A divisão de castas ainda é muito forte no Nepal e Índia, mas nas grandes cidades da Índia já se observa alguma diferença nessa cultura. Tem sido também o motivo de muitos indianos abandonarem o hinduísmo para serem por exemplo mulçumanos. Buda em sua época foi um grande revolucionário em não admitir castas e tratar todos os monges e pessoas iguais. No livro de Thich Nhat Hanh, “Velho Caminho, Nuvens Brancas: seguindo as pegadas do Buda”, onde ele conta a história do Buda baseando-se nos sutras, há uma passagem muito bonita, quando o Buda encontra um intocável que carregava esterco, chamado Sunita. Ao ver o Buda o homem foge para o rio, pois estava imundo e não queria contaminar o Buda e seus monges. Buda vai ao seu encontro e o convida para ser um monge, chama Sariputra para ajudá-lo a banha e limpar Sunita e o ordena ali mesmo naquele rio. Com esse ato, o Buda criou furor inicial nas castas elevadas daquela localidade, mas mostrou que em seu caminho não havia separação, seu caminho era da senda da igualdade. Sunita mostrou ser um monge muito aplicado e tinha uma reputação de ter um coração muito puro. 

A visita ao crematório foi uma experiência incrível e profunda. Morte e renascimento juntos num mesmo lugar. Espiritualidade manifestada de diferentes formas. Ali mesmo, um pouco depois das plataformas a direita, há cavernas onde os mestres budistas Tilopa e Naropa meditaram. Não escolheram ali por acaso, não é? Contemplando todo o ritual de cremação pude recordar como a vida pode ser tão frágil, e em poucas horas um corpo pode se transformar em cinzas. Para onde aquele espírito terá ido? Qual será seu próximo renascimento? Será que ele sofreu para morrer? Como foi a sua vida até então? Sua vida teve sentido? Minha vida tem sentido? Sua vida tem sentido, meu irmão, minha irmã? Eu estava ali assistindo a morte de um estranho, sua morte não estava separada de mim, sua morte era minha morte. 

Apesar de budista, me vi pedindo ao deus Shiva que concedesse as suas bençãos para que eu pudesse ter condições financeiras para retornar ao Nepal e visitar esse lugar. Aliás o deus Shiva foi o presente da Índia para mim. Vamos dizer assim, um amigo. No budismo não há a crença em um deus criador, e os Budas e Deidades são representações de nossa natureza iluminada. Então, como posso ver Shiva? Sendo um deus que rege os ciclos de morte e renascimento, destrói o velho e trás o novo, acho que é um bom amigo agora que estou voltando ao Brasil (ainda sem data), voltando a atuar como psicóloga, uma profissão que também lida, simbolicamente, com a morte e renascimento. 

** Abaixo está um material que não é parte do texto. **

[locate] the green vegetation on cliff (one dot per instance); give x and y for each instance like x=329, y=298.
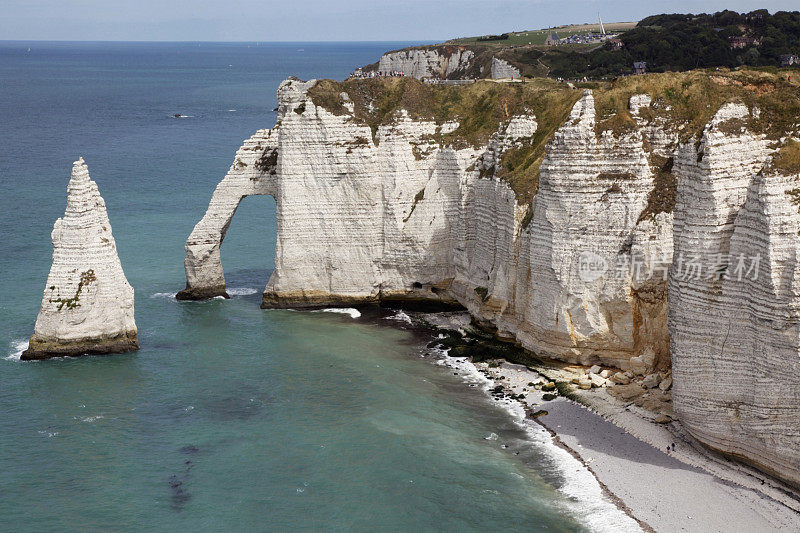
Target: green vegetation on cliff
x=682, y=102
x=666, y=43
x=480, y=108
x=685, y=42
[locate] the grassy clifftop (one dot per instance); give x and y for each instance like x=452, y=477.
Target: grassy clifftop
x=479, y=108
x=684, y=102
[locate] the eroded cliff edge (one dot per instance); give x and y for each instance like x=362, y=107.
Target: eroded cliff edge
x=548, y=213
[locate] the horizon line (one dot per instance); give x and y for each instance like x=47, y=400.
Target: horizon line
x=213, y=42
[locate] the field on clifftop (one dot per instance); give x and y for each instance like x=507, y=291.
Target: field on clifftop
x=683, y=102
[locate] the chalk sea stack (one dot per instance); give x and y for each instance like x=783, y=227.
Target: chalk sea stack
x=551, y=214
x=87, y=306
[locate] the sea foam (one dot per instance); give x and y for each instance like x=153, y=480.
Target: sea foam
x=588, y=503
x=351, y=311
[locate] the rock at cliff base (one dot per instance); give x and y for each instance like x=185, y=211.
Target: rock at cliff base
x=87, y=306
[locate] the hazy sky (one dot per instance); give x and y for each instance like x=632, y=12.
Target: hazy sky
x=323, y=20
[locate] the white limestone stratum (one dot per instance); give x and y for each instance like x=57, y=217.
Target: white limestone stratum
x=87, y=306
x=396, y=216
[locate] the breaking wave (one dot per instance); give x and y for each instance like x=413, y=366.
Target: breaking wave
x=163, y=295
x=587, y=501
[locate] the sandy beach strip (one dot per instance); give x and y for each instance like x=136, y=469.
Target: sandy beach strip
x=681, y=491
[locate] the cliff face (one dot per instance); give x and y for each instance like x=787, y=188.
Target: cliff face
x=399, y=216
x=557, y=230
x=87, y=307
x=734, y=296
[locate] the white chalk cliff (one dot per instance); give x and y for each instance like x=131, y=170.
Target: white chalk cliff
x=502, y=69
x=579, y=274
x=87, y=306
x=734, y=326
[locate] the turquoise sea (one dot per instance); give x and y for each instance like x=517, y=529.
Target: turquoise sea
x=229, y=417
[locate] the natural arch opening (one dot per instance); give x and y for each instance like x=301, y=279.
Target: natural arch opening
x=253, y=173
x=248, y=250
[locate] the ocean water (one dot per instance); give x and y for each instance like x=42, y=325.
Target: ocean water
x=229, y=417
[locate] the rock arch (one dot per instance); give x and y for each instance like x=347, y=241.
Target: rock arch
x=253, y=172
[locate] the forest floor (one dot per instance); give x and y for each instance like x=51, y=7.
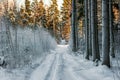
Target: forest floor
x=61, y=64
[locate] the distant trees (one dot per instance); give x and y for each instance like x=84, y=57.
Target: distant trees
x=65, y=22
x=105, y=33
x=74, y=31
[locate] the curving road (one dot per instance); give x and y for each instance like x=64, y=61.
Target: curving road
x=61, y=65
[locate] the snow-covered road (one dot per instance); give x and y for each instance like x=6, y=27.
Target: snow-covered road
x=60, y=65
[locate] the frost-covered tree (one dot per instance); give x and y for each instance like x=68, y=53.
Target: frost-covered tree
x=94, y=31
x=105, y=33
x=74, y=31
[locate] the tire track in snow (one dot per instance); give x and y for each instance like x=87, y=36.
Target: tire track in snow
x=42, y=71
x=53, y=71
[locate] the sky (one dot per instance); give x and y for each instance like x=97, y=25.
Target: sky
x=47, y=2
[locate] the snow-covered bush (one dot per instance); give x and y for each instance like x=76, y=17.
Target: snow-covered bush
x=30, y=44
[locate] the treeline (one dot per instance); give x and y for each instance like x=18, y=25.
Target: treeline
x=35, y=13
x=96, y=21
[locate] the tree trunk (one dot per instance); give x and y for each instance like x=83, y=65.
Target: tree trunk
x=90, y=43
x=87, y=30
x=74, y=27
x=94, y=27
x=111, y=29
x=105, y=33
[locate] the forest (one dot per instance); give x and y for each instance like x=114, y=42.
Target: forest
x=60, y=40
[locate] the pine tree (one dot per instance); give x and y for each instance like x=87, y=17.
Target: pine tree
x=54, y=18
x=105, y=33
x=66, y=12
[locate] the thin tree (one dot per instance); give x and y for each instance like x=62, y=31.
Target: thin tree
x=87, y=29
x=111, y=29
x=105, y=33
x=74, y=27
x=89, y=12
x=94, y=27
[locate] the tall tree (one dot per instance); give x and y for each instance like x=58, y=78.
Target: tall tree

Visitando Kathmandu, não esqueça de visitar o Templo de Pashupatinath! Não tenha medo de contemplar a morte dessa forma simples, profunda e bela! 


Juliene Macedo
Maio/2010

Há várias fotos do templo da net, basta pesquisar no Google. Se quiser ver mais fotos minhas, visite meu álbum, clicando aqui. Há também um vídeo sobre o assunto, que uma amiga fez: Shiva - video / Tashi Delek - blog

Diretrizes para se chegar no Templo Pashupatinath de Boudha: saindo pelo portão da Grande Stupa, na rua principal, passar para o outro lado, pegando uma rua a esquerda. Descer a rua até chegar numa outra rua principal, paralela a um rio. Passar para o outro lado da rua, e seguir a direita até onde tem uma passagem, uma ponte, pelo rio, para o outro lado. Nesse lugar da ponte tem também um templo pequeno e acho que é um lugar que foi/é de cremação, e não tenho certeza, mas acho que foi usado como cenário no filme do Pequeno Buda. Passando para o outro lado, segui-se na estrada até chegar num templo hindu. Estrangeiros não podem entrar nesse templo, mas antes da entrada principal dele há outra que dá numa escadaria. Pega-se essa entrada e segue-se pela escadaria. À direita tem um parque de cervos. Continua-se andando por algum tempo, passando por vários santuários de Shiva, até chegar numa escadaria, que descendo vai dá no crematório.